Wearing a sheer black Chloe dress and high heels, Charlize Theron, 38, epitomizes glamour. Tanned and fit, she’s in Los Angeles to promote her latest movie, A Million Ways to Die in the West.
The Oscar-winning actress and model is mother to Jackson, 2, whose adoption was announced in March 2012.
Born on a farm in Benoni, near Johannesburg (her first language is Afrikaans), she endured a tumultuous childhood. Her father, an alcoholic, physically attacked her mother and threatened both her mother and her while drunk. Theron’s mother then shot and killed him in self-defence and her mother faced no charges.
Currently in a relationship with Sean Penn since February 2014, she was formerly linked to Stuart Townsend with whom she starred in Trapped and Head in the Clouds. She was also romantically linked to Third Eye Blind front man Stephan Jenkins and actor Craig Bierko.
Did you train for this role? Lots of guns?
I’ve had to do stuff like that in movies all the time so there’s a sense of learning that one carries onto the next one. And I did a lot of that on Fury Road actually, where for a month I focused on it. I just had to learn the spinning thing and stuff like that.
So no practicing on the shooting range?
Seth (McFarlane) and I went and practiced together. I think one day we shot something and then it was freezing and we looked at each other and we were like, ‘This isn’t fun.’ It got so cold. (Laughs) Yeah, and then that was it.
How has motherhood changed you? Have you sensed a difference in your needs as far as work goes?
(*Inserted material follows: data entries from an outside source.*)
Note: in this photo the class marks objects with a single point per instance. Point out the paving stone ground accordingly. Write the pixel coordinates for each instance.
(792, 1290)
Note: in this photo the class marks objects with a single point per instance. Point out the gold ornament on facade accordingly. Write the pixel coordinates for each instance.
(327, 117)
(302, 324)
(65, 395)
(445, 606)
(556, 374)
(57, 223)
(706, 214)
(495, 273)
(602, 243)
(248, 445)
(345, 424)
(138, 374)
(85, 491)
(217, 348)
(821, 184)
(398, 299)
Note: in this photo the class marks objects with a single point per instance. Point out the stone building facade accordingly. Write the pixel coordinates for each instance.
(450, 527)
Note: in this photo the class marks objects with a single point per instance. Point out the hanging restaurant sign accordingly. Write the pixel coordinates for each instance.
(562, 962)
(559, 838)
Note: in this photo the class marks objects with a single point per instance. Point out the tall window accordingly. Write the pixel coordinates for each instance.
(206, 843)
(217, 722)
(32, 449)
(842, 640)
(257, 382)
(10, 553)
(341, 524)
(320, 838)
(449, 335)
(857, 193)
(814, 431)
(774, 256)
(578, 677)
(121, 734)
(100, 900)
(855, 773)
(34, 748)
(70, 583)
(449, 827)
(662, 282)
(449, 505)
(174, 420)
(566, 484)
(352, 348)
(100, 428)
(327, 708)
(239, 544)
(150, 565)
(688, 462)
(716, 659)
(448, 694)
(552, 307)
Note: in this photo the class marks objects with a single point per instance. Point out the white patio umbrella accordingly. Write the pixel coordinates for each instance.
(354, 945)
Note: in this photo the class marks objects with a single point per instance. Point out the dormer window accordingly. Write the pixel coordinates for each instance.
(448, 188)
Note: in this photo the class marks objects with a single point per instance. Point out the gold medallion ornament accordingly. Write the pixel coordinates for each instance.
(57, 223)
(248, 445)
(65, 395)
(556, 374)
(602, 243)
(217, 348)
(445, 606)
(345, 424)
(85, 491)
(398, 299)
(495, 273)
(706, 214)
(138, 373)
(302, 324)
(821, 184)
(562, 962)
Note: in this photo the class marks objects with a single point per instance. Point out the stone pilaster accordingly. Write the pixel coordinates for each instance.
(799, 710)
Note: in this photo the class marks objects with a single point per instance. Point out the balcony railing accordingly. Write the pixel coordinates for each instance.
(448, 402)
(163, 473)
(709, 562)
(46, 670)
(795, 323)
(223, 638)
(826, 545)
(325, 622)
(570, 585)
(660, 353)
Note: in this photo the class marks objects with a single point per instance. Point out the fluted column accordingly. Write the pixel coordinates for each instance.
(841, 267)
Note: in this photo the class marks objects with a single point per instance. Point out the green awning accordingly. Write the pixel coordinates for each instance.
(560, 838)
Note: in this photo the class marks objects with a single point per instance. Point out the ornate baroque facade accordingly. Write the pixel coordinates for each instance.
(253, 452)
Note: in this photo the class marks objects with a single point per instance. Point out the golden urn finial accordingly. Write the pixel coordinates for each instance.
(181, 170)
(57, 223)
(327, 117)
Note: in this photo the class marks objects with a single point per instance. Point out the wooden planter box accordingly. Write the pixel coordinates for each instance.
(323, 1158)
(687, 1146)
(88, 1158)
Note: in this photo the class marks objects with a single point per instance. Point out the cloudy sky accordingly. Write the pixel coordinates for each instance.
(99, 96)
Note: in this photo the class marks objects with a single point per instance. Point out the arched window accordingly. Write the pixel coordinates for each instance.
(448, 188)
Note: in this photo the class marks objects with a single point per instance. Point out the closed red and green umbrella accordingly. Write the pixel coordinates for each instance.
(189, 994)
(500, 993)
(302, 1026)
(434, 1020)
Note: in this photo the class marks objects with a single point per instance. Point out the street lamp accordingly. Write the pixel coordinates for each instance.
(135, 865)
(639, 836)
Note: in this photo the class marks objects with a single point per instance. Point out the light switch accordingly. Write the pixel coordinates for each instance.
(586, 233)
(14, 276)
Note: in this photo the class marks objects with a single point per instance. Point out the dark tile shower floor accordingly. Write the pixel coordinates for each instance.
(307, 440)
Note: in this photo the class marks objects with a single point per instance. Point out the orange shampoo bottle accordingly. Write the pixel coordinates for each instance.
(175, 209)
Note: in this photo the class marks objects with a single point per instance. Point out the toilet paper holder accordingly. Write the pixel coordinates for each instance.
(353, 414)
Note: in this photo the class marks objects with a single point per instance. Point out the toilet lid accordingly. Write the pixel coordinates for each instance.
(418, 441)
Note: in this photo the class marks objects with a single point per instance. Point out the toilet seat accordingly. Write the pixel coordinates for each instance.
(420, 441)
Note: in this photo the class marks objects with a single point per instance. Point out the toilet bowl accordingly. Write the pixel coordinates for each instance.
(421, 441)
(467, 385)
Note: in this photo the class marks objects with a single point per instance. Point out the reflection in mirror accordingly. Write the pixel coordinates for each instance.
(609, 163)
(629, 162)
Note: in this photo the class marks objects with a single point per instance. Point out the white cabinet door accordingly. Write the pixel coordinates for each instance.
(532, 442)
I try to get more sleep. (Laughter) I have to organize things better, but overall, I have heard people say that once they have children they don’t want to work on dark material, but that hasn’t happened for me. If anything, having a child has just made me want to be more creative and ask bigger questions and have more interests in things that might be uncomfortable. I think we all have different responses, but for me that’s definitely been like that. I didn’t look at my slate and go, ‘No, I can’t do that movie now that I have a kid.’
He just gives me energy to want to do more and explore more.
Did you feel like you didn’t get the chance to show your funny bone often enough or did you wish for more comedic roles?
I always say this: I am in no position to complain. I work a lot, and I work on things that I really want to work on. I am a very, very blessed human being in general. So, for me to complain about anything is silly. I don’t do a lot of comedy, but I don’t necessarily complain about that because it has to be a very specific thing. I get a lot of stuff offered to me, but it’s not just necessarily stuff that I feel is funny.
So when this came to me, I saw the potential, and I really fucked up the first meeting with Seth, and so I fought for it, and in the sense that I knew that I had a bad meeting with him and I had 104 fever and I had come back from Namibia, and from shooting in the desert and I was a wreck and literally got off the plane and I met him. I was in a winter coat shivering, and I had no hair and he was just like ‘Who are you?’ (Laughter) And it was the holidays, and I just remember waking up every day and sitting on this beautiful beach and thinking, ‘God, I really messed that up.’ So I thought to myself that I should call him and tell him that I want to meet with him again. So when this stuff comes around I fight for it.